きちんと話をまとめられない自分が不甲斐ない。言葉を探しながら歩いていると、

「良知くん、ありがとう。大吾さんの言葉も、凄く身に染みた。あと一週間ぐらいで瞳も退院するけど、生活スタイルを皆で見直してみるよ。そんで、どうしてもやっていけなくなったら大吾さんのところに相談してみる。野澤家だけが家族じゃないしな。商店街の皆が、もう一つの家族だ」

と、どこか吹っ切れたように一登さんが口にした。

「そうですよ!僕も、あやとりとかかるたくらいだったら、幸人くんと莉衣奈ちゃんと遊べると思うし」

僕の言葉に、一登さんは一瞬言葉を止めて、

「良知くんの遊びは昭和で止まってる感じだね」

笑いながらそう言った。



店に戻ると、広見がリビングでぼーっとテレビを観ていた。というより、眺めていた。一登さんには話さなかったが、ここ最近の広見は何だか元気がない。

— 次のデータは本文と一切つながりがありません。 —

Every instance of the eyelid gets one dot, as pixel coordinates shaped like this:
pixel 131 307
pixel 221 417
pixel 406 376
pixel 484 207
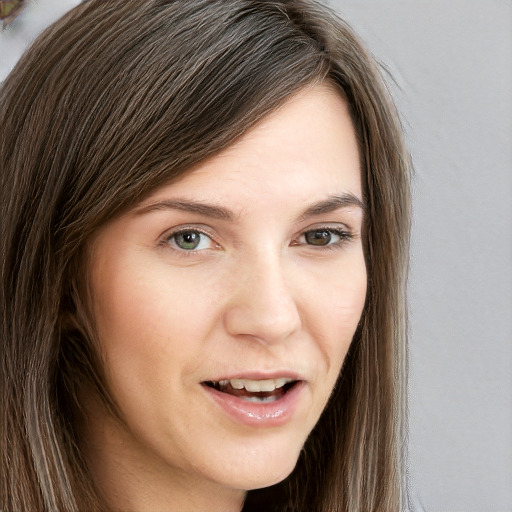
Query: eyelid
pixel 164 239
pixel 343 231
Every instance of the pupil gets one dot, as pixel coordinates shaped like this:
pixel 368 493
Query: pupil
pixel 189 240
pixel 318 237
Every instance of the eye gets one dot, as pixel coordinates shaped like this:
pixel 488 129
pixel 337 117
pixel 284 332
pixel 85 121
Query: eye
pixel 190 240
pixel 323 237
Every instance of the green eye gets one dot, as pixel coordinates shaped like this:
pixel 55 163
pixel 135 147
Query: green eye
pixel 190 240
pixel 319 237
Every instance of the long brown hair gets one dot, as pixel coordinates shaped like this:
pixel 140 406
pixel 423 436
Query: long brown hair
pixel 112 101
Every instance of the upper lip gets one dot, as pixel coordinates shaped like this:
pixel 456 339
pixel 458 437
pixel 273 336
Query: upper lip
pixel 257 375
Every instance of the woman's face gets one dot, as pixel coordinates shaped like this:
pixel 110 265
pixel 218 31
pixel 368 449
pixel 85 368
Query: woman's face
pixel 226 301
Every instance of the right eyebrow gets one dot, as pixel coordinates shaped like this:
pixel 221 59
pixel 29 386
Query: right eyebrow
pixel 209 210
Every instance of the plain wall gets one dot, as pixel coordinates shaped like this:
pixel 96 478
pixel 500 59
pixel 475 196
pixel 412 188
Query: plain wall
pixel 452 63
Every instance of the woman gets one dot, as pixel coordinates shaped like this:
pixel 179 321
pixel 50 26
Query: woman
pixel 204 242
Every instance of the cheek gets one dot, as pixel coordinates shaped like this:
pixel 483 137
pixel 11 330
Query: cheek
pixel 338 311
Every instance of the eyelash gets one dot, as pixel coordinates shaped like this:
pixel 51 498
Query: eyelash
pixel 345 236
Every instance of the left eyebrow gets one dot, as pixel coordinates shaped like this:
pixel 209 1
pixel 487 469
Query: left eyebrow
pixel 331 204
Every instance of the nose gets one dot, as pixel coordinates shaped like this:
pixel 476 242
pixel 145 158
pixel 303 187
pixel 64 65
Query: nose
pixel 262 306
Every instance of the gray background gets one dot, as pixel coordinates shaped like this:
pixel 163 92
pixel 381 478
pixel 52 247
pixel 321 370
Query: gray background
pixel 452 65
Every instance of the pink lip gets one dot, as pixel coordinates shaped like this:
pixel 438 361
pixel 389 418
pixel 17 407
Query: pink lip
pixel 254 414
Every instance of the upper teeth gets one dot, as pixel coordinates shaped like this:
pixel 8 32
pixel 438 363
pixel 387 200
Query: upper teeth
pixel 256 385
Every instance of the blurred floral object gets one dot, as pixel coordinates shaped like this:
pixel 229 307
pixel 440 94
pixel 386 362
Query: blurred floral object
pixel 9 9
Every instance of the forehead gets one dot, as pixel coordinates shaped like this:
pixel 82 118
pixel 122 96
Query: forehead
pixel 304 150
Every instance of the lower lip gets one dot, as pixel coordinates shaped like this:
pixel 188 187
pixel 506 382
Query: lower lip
pixel 254 414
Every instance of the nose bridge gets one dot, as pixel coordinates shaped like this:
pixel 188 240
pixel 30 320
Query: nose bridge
pixel 263 305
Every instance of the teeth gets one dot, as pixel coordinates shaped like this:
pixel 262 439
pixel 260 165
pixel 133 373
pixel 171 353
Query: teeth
pixel 255 386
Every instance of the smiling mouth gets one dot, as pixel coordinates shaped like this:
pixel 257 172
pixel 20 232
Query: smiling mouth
pixel 260 391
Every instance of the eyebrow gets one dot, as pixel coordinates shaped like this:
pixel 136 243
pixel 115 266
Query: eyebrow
pixel 208 210
pixel 331 204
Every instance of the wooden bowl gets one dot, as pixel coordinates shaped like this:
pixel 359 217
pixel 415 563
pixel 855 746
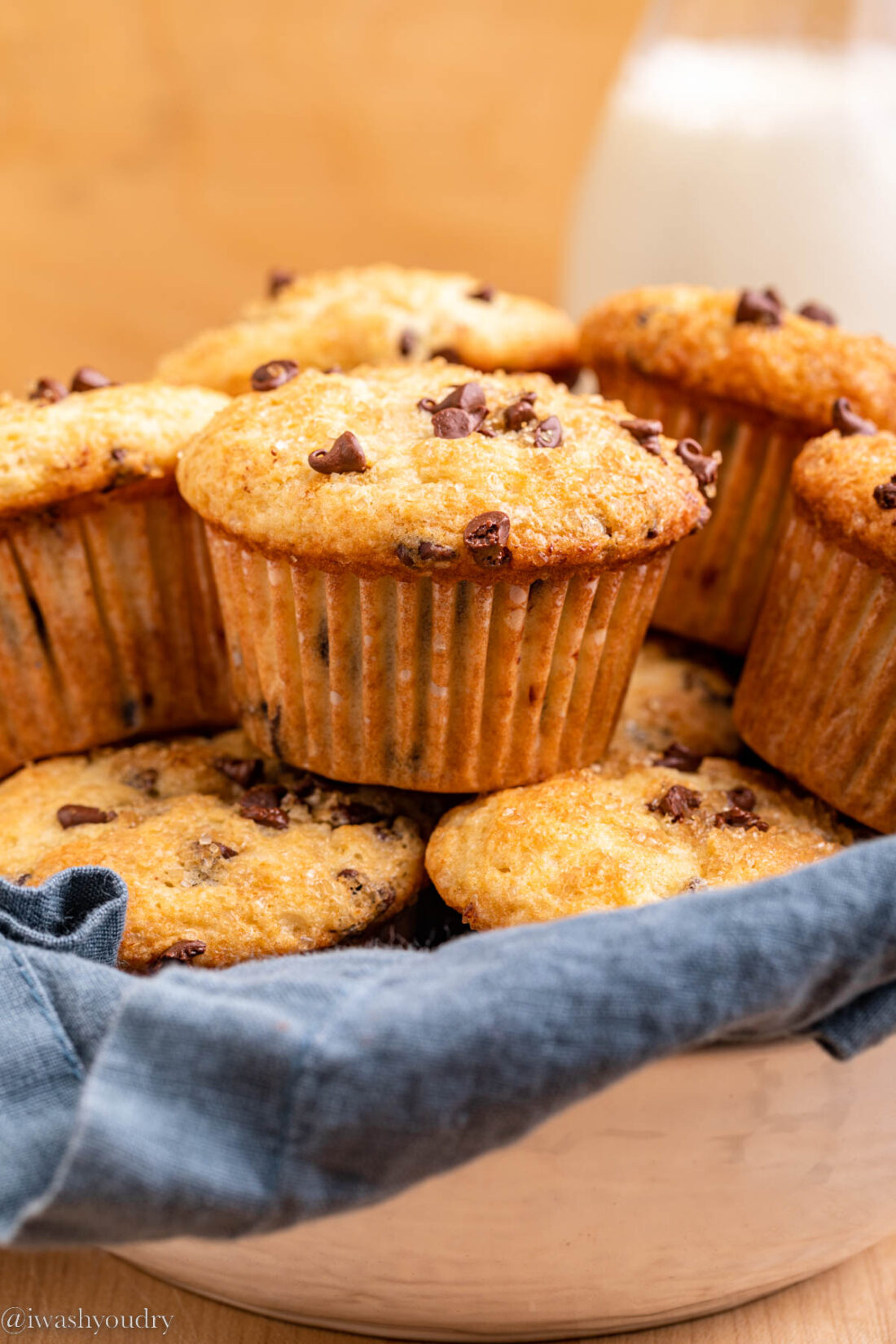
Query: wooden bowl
pixel 692 1186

数日前、6時過ぎに帰ってきたときから何だか表情が暗かった。様子を訊いてみても、「何でもないよ」と用意してあった常套句のように吐き出すだけだった。

こんな覇気のない様子は、数年前にも一度会った。広見が中学3年生の頃だ。あの時も気になって訊いてみたが、同じようにはぐらかされた。いつの間にかいつもの広見に戻っていたが、あの頃のような陰鬱とした広見を見るのはやはり心苦しい。

「ただいま、広見、お風呂は入った?」

「……あ、良知兄さん、おかえり。もう入ったよ」

何の感情もない、平坦な受け答え。だけど、僕はさっき一登さんに講釈垂れたばかりだ。家族は、助け合いが大事と。見て見ぬふりは出来ない。

「広見、ちょっと話があるんだけど。最近何か元気がないよね。何か学校で悩むようなことでもあったの?」

僕の言葉に、広見はゆっくりとこちらを振り返った。僕はぎくりとした。広見の顔があるはずなのに、何だかのっぺらぼうのように見える。何の表情も窺えない。

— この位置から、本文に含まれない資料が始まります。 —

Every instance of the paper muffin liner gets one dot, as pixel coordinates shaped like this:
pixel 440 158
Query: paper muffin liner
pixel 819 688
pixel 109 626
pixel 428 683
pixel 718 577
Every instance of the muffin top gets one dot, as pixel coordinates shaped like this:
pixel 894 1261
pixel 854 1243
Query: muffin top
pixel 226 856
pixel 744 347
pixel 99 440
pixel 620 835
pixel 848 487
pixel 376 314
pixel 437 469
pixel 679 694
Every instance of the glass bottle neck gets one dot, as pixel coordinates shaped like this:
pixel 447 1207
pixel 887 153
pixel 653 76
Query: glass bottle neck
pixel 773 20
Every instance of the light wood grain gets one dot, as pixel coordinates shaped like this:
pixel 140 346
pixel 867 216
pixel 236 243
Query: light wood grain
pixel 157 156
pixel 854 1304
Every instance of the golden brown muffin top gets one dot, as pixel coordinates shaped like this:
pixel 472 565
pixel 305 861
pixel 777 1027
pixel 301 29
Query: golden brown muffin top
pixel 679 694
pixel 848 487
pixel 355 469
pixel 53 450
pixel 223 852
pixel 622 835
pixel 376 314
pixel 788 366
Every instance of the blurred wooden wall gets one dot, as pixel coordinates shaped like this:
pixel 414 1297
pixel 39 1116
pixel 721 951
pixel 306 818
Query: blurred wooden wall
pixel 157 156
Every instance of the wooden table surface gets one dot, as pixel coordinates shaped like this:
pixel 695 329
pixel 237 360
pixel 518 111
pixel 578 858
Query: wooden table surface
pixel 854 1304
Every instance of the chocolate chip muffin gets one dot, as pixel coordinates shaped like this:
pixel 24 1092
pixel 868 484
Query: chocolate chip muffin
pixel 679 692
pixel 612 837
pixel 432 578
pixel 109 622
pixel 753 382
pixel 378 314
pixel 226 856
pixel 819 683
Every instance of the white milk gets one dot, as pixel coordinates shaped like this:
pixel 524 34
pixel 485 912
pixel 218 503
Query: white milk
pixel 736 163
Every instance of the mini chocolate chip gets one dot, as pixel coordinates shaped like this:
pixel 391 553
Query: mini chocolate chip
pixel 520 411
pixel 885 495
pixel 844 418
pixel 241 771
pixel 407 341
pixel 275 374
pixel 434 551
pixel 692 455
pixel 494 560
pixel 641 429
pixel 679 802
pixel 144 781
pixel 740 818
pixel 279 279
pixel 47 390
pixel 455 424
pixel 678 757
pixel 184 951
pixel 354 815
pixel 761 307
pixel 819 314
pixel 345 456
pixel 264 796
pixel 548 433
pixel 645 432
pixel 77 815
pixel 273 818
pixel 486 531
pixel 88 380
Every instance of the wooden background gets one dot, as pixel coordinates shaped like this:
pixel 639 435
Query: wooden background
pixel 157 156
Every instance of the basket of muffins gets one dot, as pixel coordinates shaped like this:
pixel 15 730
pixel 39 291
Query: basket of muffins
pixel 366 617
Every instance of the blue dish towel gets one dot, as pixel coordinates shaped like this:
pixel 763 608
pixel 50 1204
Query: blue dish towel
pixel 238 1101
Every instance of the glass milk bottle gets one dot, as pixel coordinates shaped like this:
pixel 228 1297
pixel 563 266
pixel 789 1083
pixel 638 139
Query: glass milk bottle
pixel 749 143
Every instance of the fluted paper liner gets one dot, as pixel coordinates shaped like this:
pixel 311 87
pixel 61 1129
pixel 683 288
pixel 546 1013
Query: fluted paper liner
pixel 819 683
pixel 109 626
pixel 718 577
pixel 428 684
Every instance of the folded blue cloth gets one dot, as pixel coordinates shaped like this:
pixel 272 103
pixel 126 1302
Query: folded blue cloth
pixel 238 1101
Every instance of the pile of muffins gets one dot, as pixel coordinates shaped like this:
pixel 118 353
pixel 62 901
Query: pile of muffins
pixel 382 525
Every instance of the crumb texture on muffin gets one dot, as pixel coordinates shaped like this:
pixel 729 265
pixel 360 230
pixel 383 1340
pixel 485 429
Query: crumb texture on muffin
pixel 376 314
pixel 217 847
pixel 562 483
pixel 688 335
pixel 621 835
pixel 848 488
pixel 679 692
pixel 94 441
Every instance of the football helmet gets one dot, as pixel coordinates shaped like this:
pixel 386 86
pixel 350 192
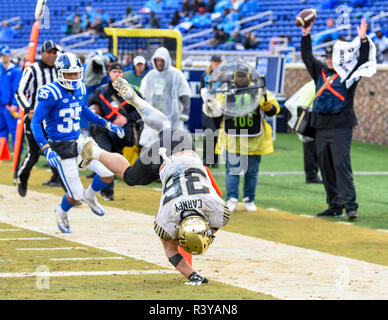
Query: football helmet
pixel 194 234
pixel 65 64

「―――大丈夫だよ、良知兄さん。僕はいつも通りだよ」

「……そ、っか、それならいいんだ」

心して掛かった言葉も、あっという間に霧散した。僕は無力だ。ならば、

「あのさ広見、今日の会合でレインボー商店街のお祭りをやることになったんだ。納涼祭より早い時期の、6月に。その名も、レインレインボーフェスティバル!その日は日曜日だし、広見も手伝ってくれないかな?」

思い切って誘ってみた。もともと手伝ってもらおうとは思っていたが、少しでも広見の表情に変化があればと願った。

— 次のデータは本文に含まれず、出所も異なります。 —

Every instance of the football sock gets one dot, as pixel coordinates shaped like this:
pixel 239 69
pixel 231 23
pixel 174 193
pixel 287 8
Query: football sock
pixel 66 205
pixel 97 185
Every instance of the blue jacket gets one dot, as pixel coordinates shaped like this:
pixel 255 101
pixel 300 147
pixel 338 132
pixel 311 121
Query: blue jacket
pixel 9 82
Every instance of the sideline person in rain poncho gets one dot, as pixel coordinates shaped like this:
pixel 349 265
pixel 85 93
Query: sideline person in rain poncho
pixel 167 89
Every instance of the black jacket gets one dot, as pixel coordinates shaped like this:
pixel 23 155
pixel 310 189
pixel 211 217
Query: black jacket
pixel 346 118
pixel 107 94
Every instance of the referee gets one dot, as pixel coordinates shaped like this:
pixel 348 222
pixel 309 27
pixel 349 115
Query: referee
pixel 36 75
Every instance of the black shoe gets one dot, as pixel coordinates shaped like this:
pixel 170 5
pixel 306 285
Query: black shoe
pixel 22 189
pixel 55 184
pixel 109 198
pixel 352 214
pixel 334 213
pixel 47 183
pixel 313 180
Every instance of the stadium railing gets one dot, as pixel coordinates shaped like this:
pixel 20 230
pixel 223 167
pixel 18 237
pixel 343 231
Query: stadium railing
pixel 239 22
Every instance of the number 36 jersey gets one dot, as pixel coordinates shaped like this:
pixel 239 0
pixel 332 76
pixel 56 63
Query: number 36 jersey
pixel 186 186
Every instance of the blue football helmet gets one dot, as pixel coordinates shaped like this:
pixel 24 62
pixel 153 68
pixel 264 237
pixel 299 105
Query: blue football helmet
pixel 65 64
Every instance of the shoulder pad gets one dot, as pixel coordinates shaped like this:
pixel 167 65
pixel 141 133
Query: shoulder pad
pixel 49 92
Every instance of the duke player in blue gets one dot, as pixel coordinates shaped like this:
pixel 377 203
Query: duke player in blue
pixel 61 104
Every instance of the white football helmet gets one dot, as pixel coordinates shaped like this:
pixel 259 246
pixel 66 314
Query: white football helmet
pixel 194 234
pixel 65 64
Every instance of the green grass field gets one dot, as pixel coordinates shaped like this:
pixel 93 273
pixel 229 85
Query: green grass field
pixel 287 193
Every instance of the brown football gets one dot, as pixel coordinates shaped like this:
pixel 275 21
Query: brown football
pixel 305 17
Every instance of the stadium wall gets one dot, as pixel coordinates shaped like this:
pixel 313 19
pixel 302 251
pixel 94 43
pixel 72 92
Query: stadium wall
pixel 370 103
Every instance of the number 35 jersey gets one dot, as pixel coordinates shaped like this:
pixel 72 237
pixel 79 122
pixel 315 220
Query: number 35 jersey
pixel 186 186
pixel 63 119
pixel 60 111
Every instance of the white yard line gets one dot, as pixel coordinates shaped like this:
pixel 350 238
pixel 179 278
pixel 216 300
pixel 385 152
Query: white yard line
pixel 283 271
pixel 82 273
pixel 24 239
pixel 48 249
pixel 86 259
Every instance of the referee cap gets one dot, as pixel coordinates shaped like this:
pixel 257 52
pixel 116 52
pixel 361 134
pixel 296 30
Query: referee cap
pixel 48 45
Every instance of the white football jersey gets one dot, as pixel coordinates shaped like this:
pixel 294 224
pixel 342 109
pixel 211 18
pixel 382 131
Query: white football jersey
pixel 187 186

「―――良知兄さん、ごめん。最近日曜はなるべく図書館とかで勉強をしたくて。ほら、平日はあまり本腰入れられないし。ごめんね、駒さんもいるよね?あとは、多聞兄さんも誘ってみたらどうかな?」

さらっと断られてしまった。

「じゃあ、良知兄さん、先に寝るね」

広見はろくにこちらを見ずに階段を上って行ってしまった。

「……うん、おやすみ」

誰もいない空間に僕のか細い声が響く。

踏み込みたくても踏み込めない。それは友人でも家族でも同じなのかもしれない。

最近は広見といい関係を築けてきていて、光明が見えたと思ったが、僕の勘違いだったのかもしれない。

はぁ、と僕は大きくため息をついた。家族って、どこまで踏み込んでいいものなのだろうか。本当に難しい。